I didn't see Bob's original on this,

It was originally posted in 1997, and resurrected by a spammer, probably
Chinese.

but here are some answers to his
questions:

1) Yes, they are all the same thing. Any of them can be various
alloys, including Oilite, but most are made of a plain bronze or
bearing bronze, the latter for high loads. They aren't exactly the
same alloys used for plain bushings but they're close.

2) Sintered means they are heated to diffusion temperature (below
actual melting) to bond the particles together. The particles are
bronze powder. The powder is pressed in a die and then sintered in a
furnace. They don't press the powder to full density because they want
it to remain porous, to hold oil, which they inject into the bearings
under pressure after sintering.


A pressure cooker would probably do it.


3) A sintered bearing, if the right thing for the application, can
last for years in intermittant use. Or weeks, if it's not the right
thing.

Examples: I have a blender with a sintered bronze bearing that is 40
years old. The oil in it dried up after about 10 years, and it started
to bind. Now I put one drop of light oil on it every third or fourth
time I use it, and it's still going strong after an additional 30
years.

Another: The burner-blower motor on my gas-fired furnace has sintered
bearings front and back. It is 30 years old. The front bearing dried
out and seized after 12 years. I took it apart, polished the armature
shaft on my lathe, and re-assembled it. I put two drops of
lathe-spindle oil (for plain bronze bearings; it's South Bend oil) on
the front bearing and one on the rear bearing every Ocotober. It
usually lasts until February, when I apply more oil. I'm now using
Mobil 1, 0W-20. I've noticed that it lasts for the whole heating
season.

You'll never fully replace the pressure-injected oil of a new bearing
this way, in terms of how much oil you can get into it, but such
bearings actually seem to run better with the oil dripped on
externally. That stands to reason because the injected oil only gets
to the bearing surface by capillary action, and it must be a very
light oiling that the bearing gets in that way.


Good info nonetheless.


Jeez, though...spending the time to write that when it was posted in
1997...'makes one kind of cynical about every *trying* to get
something going on metalworking, ya' know?

Oh well, back to the Constitution and explaining match rifles versus
service rifles. g

--
Ed Huntress



Instead of a pressure cooker, I wonder if one way to re-impregnate oil into
a sintered bushing might be to soak it in oil and pull a vacuum on it. The
air will go out and then the oil will be pushed back in after
re-pressurizing. I have used small vacuum containers and a hand pump for
de-gassing epoxy, and they sell something similar for food storage.

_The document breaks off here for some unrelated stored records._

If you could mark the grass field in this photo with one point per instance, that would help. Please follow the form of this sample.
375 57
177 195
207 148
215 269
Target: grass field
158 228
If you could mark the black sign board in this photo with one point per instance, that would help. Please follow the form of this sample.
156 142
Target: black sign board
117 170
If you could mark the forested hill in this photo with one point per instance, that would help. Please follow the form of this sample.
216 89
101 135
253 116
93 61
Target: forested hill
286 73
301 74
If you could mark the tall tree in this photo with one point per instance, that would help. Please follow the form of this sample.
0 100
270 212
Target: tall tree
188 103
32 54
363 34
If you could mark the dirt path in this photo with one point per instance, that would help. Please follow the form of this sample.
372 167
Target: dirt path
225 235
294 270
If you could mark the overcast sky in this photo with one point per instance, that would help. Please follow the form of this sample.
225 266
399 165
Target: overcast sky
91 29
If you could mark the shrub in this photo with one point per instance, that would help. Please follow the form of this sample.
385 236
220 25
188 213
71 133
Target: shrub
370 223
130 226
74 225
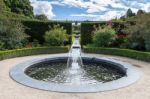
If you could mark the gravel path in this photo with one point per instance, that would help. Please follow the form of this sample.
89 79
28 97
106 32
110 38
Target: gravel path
9 89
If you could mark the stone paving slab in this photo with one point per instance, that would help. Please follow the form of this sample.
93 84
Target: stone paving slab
9 89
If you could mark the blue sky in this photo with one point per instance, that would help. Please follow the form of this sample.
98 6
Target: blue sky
87 9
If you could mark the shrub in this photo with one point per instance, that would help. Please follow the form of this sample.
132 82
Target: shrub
139 55
56 36
31 51
103 37
12 34
139 34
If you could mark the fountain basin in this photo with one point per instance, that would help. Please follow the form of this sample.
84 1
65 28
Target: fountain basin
130 75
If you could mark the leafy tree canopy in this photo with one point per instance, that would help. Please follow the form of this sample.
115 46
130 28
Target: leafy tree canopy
20 7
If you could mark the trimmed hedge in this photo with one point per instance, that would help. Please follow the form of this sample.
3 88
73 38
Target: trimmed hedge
37 29
87 29
31 51
144 56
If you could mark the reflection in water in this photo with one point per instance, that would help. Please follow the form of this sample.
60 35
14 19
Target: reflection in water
73 72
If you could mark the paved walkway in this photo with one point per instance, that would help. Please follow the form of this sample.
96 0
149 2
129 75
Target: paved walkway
9 89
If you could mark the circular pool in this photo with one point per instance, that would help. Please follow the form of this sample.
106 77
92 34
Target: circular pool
96 74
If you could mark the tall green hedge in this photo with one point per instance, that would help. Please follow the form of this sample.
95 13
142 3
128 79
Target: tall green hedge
37 29
87 29
31 51
144 56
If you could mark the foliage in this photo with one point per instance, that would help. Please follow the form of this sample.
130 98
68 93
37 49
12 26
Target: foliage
87 29
2 6
103 37
139 34
20 7
140 12
130 13
12 34
56 36
41 17
31 51
145 56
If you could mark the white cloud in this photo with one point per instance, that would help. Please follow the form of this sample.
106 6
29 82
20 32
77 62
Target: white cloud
93 8
110 15
42 7
84 15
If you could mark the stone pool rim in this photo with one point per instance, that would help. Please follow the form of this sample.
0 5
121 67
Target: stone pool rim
17 74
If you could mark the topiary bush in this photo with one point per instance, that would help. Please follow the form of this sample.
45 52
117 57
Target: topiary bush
56 36
139 55
103 37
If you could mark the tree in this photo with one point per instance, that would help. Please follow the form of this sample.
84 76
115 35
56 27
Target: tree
41 17
140 12
103 37
130 13
139 34
20 7
12 34
56 36
3 6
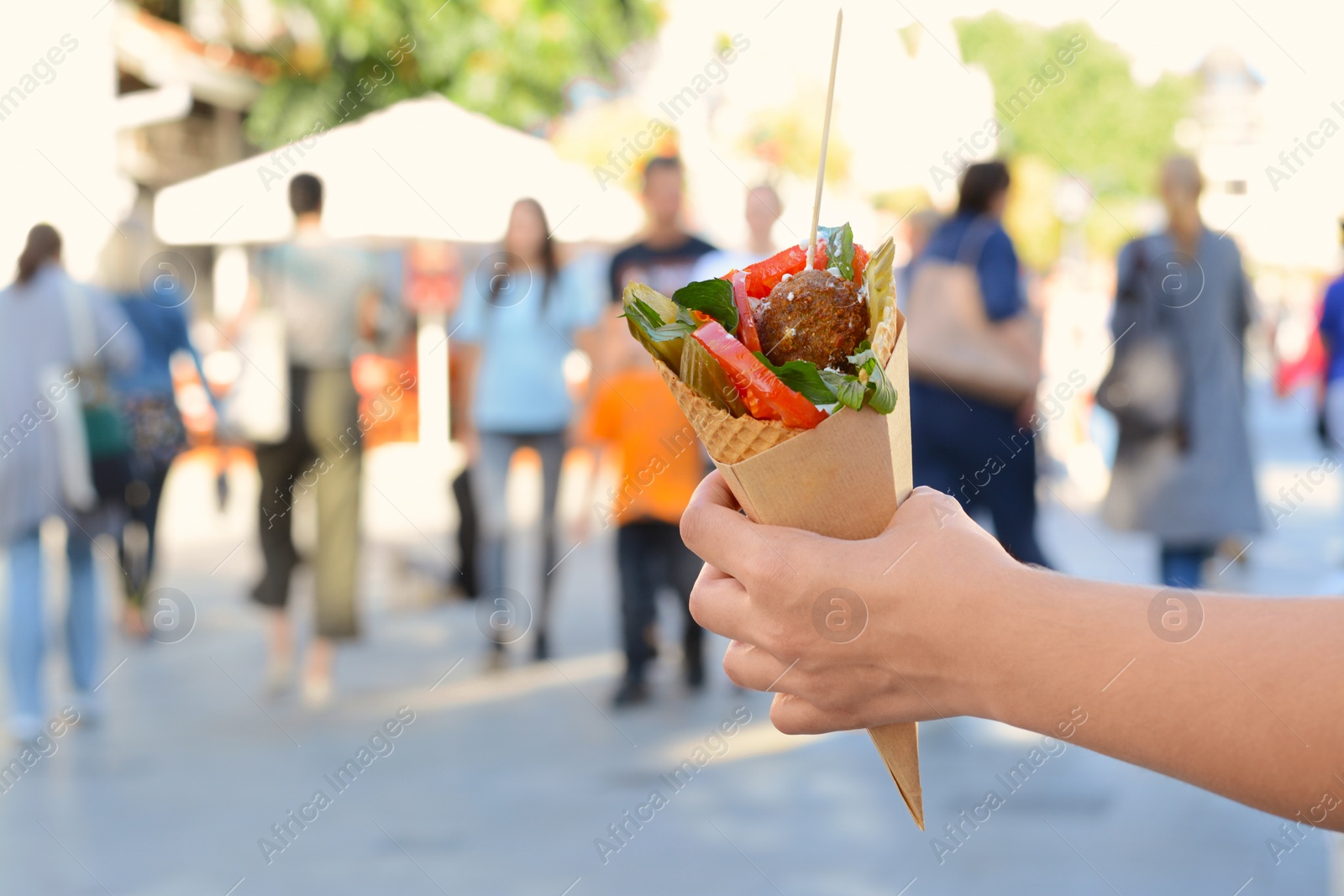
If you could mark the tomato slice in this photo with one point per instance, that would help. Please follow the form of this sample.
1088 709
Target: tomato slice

It may be. I read about how they're made in....uh....around 1978, when
I was working for _American Machinist_. My memory doesn't do well on
details that far back.

But IIRC, they *first* pull a moderate vacuum, and then fill the
bearing with pressure. If they don't pull some vacuum first the oil
can be forced out after the pressure is released.

I think. Or they push from one side and leave the other side open to
the atmosphere. Or maybe they do one or the other, depending on the
bearing configuration. My memory on this one is a mess, between my
original guesses and what I learned when studying powder metallurgy.

Again, that was a long time ago for me.